In recent years, with the increasing incidence of cervical cancer, it is a tedious and time-consuming task with unsatisfying accuracy to manually recognize the cells. Machine recognition can be a good solution, but it suffers from the difficulty of obtaining precise edges of cells, which directly influence the final recognition accuracy. To improve the recognition accuracy and shorten the time used for cell recognition, an AGVF-Snake (Adaptive Gradient Vector Flow-Snake) model for the extraction of cell edges has been proposed in this paper.

Methods

Firstly, the cell is initially located by the improved Canny algorithm. Then, the adaptive initial contour model and gradient vector model are used to obtain accurate cell edges. Finally, the PSO–SVM (Particle Swarm Optimization-Support Vector Machine) classifier is selected to recognize the cervical cells.

Results

Herlev dataset is used to verify the AGVF-Snake algorithm; the accuracy of two and seven classifications are recorded. Six other classification methods are introduced for comparison.

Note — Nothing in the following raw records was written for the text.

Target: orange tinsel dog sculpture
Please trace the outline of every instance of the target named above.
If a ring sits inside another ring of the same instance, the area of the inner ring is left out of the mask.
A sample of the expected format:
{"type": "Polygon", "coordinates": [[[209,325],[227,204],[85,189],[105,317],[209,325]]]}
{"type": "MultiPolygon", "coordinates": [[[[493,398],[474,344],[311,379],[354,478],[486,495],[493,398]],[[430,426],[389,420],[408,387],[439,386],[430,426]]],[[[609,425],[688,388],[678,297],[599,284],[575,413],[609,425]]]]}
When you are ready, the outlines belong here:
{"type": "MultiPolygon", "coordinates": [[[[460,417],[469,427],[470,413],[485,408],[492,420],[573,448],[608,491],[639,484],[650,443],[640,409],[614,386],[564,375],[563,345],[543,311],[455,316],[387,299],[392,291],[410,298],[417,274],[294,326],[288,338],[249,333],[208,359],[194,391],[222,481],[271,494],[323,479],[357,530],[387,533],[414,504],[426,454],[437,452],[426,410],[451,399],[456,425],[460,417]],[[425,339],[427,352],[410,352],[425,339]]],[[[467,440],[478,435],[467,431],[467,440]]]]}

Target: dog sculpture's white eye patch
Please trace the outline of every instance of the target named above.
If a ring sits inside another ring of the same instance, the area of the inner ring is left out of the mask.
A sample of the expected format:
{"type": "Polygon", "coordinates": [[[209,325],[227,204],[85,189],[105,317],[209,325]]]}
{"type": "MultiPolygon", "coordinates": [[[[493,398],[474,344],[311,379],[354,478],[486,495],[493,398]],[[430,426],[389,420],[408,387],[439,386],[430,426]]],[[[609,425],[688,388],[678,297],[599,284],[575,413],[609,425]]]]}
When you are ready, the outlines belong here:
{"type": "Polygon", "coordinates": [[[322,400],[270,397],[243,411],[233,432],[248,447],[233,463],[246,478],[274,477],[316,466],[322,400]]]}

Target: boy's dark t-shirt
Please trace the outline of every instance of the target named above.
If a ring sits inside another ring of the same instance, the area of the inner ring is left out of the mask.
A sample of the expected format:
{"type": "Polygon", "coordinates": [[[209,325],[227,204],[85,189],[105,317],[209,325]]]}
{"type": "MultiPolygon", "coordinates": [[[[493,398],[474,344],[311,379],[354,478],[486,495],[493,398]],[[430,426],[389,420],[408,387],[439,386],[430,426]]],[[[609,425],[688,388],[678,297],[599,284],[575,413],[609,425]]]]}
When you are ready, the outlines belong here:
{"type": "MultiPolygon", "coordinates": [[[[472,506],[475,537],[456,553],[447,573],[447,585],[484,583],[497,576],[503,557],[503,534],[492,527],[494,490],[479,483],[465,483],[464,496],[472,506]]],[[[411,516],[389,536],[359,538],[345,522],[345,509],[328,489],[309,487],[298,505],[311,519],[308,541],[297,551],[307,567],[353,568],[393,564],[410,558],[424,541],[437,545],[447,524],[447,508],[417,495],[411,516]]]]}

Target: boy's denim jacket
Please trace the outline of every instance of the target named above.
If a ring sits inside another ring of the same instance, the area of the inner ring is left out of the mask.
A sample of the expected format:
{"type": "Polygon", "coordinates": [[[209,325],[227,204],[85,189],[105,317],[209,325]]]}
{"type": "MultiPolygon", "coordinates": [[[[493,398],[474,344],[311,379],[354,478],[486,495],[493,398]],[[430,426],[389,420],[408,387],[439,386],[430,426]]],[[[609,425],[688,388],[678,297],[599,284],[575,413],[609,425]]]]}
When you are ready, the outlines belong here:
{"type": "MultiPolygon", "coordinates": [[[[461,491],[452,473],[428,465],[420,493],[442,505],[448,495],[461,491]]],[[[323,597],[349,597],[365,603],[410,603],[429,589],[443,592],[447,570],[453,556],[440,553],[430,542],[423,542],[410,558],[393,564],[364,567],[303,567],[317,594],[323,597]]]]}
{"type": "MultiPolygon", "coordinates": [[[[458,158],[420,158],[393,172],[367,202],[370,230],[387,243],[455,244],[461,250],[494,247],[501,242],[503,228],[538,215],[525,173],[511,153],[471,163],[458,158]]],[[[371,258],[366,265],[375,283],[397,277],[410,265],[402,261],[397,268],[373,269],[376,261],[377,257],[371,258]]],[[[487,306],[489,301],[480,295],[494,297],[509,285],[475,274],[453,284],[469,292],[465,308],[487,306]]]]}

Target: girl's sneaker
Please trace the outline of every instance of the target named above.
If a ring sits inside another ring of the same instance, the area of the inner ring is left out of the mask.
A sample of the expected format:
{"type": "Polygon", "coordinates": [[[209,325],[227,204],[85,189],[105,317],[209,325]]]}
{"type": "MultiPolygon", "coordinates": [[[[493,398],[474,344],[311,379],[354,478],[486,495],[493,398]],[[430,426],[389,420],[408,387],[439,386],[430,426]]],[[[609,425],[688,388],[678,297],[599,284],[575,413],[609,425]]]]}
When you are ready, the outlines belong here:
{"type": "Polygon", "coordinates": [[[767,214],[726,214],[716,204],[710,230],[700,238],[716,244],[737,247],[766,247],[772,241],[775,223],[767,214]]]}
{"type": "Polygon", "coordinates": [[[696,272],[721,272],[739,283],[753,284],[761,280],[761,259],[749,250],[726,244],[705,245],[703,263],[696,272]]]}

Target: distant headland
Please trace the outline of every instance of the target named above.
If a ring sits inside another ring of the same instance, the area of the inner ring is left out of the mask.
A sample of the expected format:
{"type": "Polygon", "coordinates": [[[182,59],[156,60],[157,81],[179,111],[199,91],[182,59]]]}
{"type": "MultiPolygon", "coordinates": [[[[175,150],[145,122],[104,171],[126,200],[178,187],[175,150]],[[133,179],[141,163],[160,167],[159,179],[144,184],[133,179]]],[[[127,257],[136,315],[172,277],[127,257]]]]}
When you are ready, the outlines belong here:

According to the experimental results, the accuracy of two and seven classifications can achieve up to 99%, which are better than other six methods.

Conclusion

The experiment results show that the proposed algorithm has obvious recognition advantages, and thus provides an effective methodological framework for the diagnosis of cervical cancer diseases.

Keywords

Canny algorithm AGVF-Snake PSO–SVM Cervical cancer recognition 

Notes

Acknowledgements

The authors would like to thank the associate editor and reviewers for their valuable comments and suggestions that improved the paper’s quality.

Funding

This study was funded by the Nature Science Foundation (Grant Number 61773282).

Compliance with ethical standards

Conflict of interest

The authors declare that they have no conflict of interest.

Informed consent

This article does not contain patient data.

Human and animal rights

This article does not contain any studies with human participants or animals performed by any of the authors.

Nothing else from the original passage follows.